Novell developed IPX/SPX to work with their NetWare servers and clients. It can also be used with other operating systems such ass Microsoft Windows. Microsoft includes an IPX/SPX compatible protocol stack called NWLink in its Windows releases, though it isn't installed by default.
Sometimes, IPX/SPX is used for internal LAN communications to increase security. Computers from outside the LAN which access it via TCP/IP cannot access computers in the LAN running IPX/SPX.
IPX operates at the network layer and is responsible for addressing and routing in order to get messages to their correct destinations. In order for protocols to be routable they must provide a means for identifying the network on which the computer resides. IPX uses a hexadecimal network number to identify the network and is assigned by the administrator.

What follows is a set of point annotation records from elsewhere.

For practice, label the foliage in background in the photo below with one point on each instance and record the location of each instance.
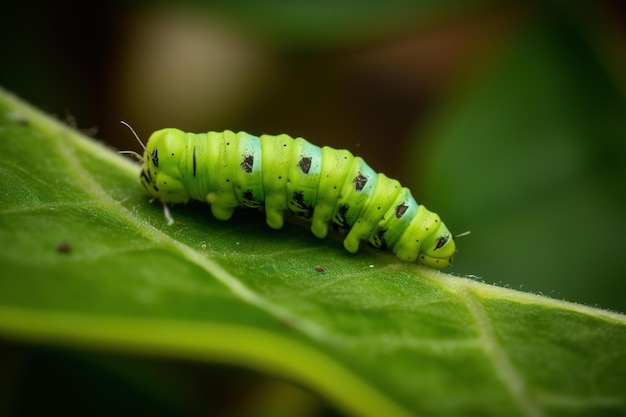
(89, 263)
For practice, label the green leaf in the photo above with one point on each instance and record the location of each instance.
(533, 156)
(88, 262)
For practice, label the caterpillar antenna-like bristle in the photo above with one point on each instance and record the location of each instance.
(462, 234)
(133, 153)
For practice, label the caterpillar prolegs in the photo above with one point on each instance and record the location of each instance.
(280, 174)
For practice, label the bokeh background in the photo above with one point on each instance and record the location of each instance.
(507, 118)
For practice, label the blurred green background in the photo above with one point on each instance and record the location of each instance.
(506, 118)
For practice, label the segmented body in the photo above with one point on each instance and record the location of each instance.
(280, 174)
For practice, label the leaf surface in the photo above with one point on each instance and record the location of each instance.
(88, 261)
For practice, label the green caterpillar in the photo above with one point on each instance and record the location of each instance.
(280, 174)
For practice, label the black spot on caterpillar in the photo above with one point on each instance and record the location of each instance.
(280, 174)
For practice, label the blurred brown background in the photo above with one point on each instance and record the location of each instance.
(506, 118)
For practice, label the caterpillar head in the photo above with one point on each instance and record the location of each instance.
(437, 251)
(161, 171)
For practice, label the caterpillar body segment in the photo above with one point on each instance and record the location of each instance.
(280, 174)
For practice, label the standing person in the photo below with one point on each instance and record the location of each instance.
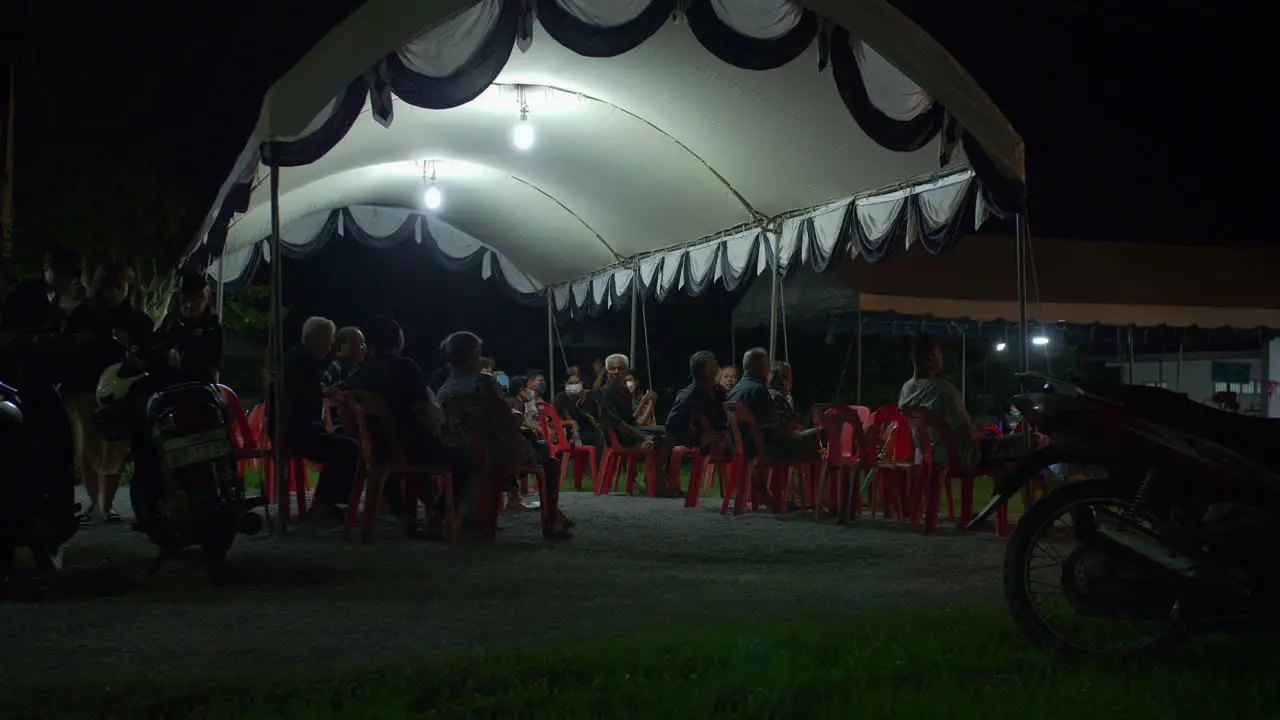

An IPX address contains two parts, the network number and the node number. The node number identifies the specific device and is based on the MAC address. On networks that run both TCP/IP and IPX/SPX the network numbers are often developed by simply converting the IP addresses to hexadecimal.
IPX uses SAP - Service Advertising Protocol to disseminate the addresses of its network services. Each service, such a a file server, is assigned an SAP identifier. These identifiers are broadcast every 60 seconds. Routers and switches keep tables that track these identifiers and update them with each broadcast. Unfortunately, this does consume some network bandwidth as overhead. Fortunately, these identifiers are seldom broadcast across routers, though routers can be configured to share such information.
SPX operates at the transport layer and is connection oriented. This makes SPX more reliable, which is important since it handles things such as acknowledgements and error checking.
IPX gets the packets to its destination. SPX focuses on whether the packets arrive complete and in good condition. SPX handles sequencing and the number of packets transmitted. SPX guarantees delivery by verifying receipt of the data.
TCP/IP. TCP/IP is the foundation of Internet communications. It is actually much more than just TCP and IP encompassing a complete set of protocols to work with all of the layers of the OSI Reference Model.
IP operates at the network layer of the OSI Reference Model. Each device on every network on the Internet must have a unique identifying IP address. We will say much more about IP addressing in the next webpage.
TCP is the usual transport layer protocol. It is responsible for ensuring successful end to end communications. This is accomplished using things such as acknowledgements to verify that packets have arrived intact. Transport layer protocols are also used to differentiate between messages and how packets should be reassembled into the appropriate message. It usually makes use of ports to keep these messages separate.
But in reality, TCP has two different transport layer protocols, TCP - Transmission Control Protocol and UDP - User Datagram Protocol. TCP is connection oriented, while UDP is connectionless. Which is used when is an important issue to consider.
TCP is used to establish a session between sender and receiver before sending data. Acknowledgements and responses are used to establish the session. Error checking is performed. Sequencing information is also sent at this layer which also allows the receiving device to determine if packets are missing. TCP is thus more reliable than UDP, but at the cost of some extra overhead.
UDP is used when such verifying interactions are much less important, for example with some system overhead communications. Since it doesn't even transmit sequencing information it is appropriate only for messages that are small enough to be contained in one packet. It is also the case that UDP doesn't keep track of what has been sent. UDP does make use of a check sum to help ensure the original data is intact. It also makes use of port number to differentiate messages.
Because of these things UDP is faster and its header is less complex, but it is only used in very specialized instances.